Here is summary of the initiative goals and objectives.
Broad Goal
Teachers will draw on Mississippi’s civil rights movement and labor history to positively impact their students:
- academic performance, particularly reading, writing, and critical thinking;
- civic engagement;
- personal racial identity and race relations.
Specific Goals
- Establish a sustainable network of classroom language arts, social studies, and history teachers in grades 6–12 for teaching hands-on, inquiry based U.S. history through the lens of race and class in Mississippi history.

- Increase student understanding of Mississippi’s labor and civil rights history through sponsorship and coordination of the local Mississippi history award for the National History Day competition in Mississippi.
- Facilitate teaching Mississippi’s labor and Civil Rights Movement history through posting and sharing lessons and other resources for free access.
Objectives
At least sixty teachers will be able to effectively:
- use the Question Formulation Technique, Socratic Seminar, and other effective methods of inquiry-based education
- connect Mississippi history to the curriculum in age appropriate and engaging ways
- use role plays and/or dramatization in their classrooms
- create meaningful field experiences
- evaluate student growth in the areas of critical thinking, civic engagement indicators, and knowledge of Mississippi CRM history
- teach U.S. history through the lens of Mississippi history with a focus on race, class, and gender
At least sixty teachers will have access to a professional learning community that will lead to:
- peer observations and exchanges
- support and affirmation for teaching outside the textbook
- an opportunity to learn from/with and to teach peers
- greater likelihood of staying in the profession in Mississippi
Every teacher in the state (and beyond) will have access to lessons and vetted resources for teaching about Mississippi history from the bottom up with an emphasis on the long history of the Civil Rights Movement.

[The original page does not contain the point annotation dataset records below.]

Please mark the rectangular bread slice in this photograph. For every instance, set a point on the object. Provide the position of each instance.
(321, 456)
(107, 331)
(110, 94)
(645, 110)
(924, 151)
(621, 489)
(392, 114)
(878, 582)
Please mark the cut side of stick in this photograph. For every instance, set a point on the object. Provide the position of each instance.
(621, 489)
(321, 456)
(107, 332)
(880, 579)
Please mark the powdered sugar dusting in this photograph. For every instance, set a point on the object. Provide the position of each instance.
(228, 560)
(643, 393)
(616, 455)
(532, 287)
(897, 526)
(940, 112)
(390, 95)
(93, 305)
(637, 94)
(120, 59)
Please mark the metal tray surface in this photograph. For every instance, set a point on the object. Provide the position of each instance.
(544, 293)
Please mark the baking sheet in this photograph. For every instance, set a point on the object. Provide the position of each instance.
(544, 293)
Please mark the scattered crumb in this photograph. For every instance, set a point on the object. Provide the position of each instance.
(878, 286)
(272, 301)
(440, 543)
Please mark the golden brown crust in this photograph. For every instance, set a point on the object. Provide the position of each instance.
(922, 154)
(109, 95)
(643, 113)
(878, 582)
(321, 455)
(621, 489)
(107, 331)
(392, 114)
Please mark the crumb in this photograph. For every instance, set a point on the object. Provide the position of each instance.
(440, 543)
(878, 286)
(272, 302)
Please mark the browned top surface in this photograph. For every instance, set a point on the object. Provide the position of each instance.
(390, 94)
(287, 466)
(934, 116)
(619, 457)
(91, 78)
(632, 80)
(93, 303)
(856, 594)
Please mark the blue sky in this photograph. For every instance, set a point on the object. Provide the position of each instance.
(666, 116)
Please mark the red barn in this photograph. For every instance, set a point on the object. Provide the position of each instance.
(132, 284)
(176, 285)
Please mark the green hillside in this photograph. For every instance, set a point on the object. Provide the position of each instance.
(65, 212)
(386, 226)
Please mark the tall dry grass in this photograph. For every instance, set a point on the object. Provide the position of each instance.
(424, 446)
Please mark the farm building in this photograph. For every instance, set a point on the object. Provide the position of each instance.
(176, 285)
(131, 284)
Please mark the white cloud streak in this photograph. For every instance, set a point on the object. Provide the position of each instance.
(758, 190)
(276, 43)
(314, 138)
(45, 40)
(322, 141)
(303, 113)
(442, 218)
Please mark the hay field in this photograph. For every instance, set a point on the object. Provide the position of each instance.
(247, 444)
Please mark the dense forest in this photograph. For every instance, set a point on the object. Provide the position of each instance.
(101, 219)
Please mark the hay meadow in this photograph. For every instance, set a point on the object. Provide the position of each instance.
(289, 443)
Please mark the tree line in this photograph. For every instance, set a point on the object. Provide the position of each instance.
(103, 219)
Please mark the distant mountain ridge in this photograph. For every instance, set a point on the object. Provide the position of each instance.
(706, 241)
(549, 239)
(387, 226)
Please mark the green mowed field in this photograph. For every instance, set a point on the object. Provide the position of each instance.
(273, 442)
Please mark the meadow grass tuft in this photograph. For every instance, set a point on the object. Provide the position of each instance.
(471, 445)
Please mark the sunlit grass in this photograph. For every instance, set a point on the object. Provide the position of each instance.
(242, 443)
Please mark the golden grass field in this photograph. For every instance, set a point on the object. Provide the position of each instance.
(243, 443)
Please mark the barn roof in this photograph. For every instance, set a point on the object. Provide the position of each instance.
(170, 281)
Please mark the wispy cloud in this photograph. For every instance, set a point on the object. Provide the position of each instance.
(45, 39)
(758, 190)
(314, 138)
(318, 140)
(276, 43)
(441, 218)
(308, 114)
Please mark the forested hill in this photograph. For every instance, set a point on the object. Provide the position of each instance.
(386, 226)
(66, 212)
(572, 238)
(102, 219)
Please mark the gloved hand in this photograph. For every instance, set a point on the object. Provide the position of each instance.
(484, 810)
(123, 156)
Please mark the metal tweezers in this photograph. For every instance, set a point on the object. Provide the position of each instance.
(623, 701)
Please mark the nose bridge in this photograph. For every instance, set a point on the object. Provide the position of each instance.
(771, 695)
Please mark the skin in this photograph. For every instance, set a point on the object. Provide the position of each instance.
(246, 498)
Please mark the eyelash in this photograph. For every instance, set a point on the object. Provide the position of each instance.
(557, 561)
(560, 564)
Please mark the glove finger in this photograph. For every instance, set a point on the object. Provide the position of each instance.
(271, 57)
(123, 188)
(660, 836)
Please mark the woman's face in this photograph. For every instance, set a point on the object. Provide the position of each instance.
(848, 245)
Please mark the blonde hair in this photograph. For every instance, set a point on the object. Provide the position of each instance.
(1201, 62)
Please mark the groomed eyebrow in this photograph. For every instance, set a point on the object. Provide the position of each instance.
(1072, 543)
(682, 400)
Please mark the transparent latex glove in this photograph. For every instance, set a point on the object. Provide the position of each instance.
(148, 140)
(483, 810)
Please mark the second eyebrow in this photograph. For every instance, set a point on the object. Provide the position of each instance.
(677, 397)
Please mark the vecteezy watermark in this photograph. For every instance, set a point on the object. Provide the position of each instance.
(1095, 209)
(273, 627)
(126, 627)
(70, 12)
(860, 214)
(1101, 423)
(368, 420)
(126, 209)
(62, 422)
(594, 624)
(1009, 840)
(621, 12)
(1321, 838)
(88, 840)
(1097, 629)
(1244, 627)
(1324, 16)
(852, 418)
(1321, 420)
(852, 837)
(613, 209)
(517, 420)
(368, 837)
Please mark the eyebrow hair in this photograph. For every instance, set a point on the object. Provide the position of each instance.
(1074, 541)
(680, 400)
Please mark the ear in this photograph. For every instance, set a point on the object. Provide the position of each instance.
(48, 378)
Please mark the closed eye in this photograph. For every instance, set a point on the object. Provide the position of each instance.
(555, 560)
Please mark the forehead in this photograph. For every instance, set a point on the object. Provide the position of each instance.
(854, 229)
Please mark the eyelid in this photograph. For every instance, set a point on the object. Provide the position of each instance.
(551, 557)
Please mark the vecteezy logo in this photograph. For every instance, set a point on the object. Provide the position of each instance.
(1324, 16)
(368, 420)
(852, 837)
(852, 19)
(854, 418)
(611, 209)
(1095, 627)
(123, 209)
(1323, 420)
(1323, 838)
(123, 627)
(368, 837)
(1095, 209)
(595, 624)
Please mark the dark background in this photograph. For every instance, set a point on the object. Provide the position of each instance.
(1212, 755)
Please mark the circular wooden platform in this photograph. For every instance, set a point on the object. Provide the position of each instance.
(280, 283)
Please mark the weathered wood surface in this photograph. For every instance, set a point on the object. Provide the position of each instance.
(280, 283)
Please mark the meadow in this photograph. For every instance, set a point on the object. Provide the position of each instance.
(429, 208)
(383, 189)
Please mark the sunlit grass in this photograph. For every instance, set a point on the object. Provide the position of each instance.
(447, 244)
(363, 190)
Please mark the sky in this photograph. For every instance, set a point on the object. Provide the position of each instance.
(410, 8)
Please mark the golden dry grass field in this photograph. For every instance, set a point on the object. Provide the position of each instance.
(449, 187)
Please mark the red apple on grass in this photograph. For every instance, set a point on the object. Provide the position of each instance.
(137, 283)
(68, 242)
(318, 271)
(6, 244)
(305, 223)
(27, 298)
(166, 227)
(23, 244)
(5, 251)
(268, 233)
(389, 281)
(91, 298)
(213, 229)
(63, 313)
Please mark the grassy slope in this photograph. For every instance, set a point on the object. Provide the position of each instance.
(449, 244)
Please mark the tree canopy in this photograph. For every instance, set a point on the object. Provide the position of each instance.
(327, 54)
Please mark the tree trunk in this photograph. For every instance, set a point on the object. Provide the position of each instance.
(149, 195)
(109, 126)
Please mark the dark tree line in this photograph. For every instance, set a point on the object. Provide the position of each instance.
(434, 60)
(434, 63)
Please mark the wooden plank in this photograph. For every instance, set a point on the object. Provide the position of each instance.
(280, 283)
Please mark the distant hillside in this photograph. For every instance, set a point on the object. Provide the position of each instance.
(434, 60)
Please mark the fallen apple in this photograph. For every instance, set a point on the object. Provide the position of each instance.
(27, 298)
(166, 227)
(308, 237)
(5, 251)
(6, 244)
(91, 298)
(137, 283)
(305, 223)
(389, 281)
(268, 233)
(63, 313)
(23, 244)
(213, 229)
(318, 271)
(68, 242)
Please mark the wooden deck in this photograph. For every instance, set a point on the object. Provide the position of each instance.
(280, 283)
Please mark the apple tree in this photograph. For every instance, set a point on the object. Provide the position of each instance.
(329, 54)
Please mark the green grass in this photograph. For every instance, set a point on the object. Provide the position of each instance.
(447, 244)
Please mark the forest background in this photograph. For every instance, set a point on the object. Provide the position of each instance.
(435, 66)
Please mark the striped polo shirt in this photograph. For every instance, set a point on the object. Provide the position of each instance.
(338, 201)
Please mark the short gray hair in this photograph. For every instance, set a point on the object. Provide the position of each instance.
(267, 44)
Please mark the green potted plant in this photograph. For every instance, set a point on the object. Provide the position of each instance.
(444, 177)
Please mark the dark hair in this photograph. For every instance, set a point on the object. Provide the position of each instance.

These lessons will be shared online for free access and by teachers in the learning community at school district events and conferences.

Students of the 60+ teacher fellows will have a greater chance of truly learning from history – thereby improving their outcomes on the state tests and learning lessons from history for life today.
Students throughout the state will be encouraged to focus on local history through the Local History Awards at the Mississippi History Day competition. As in 2013 and 2014, six awards will be offered to students.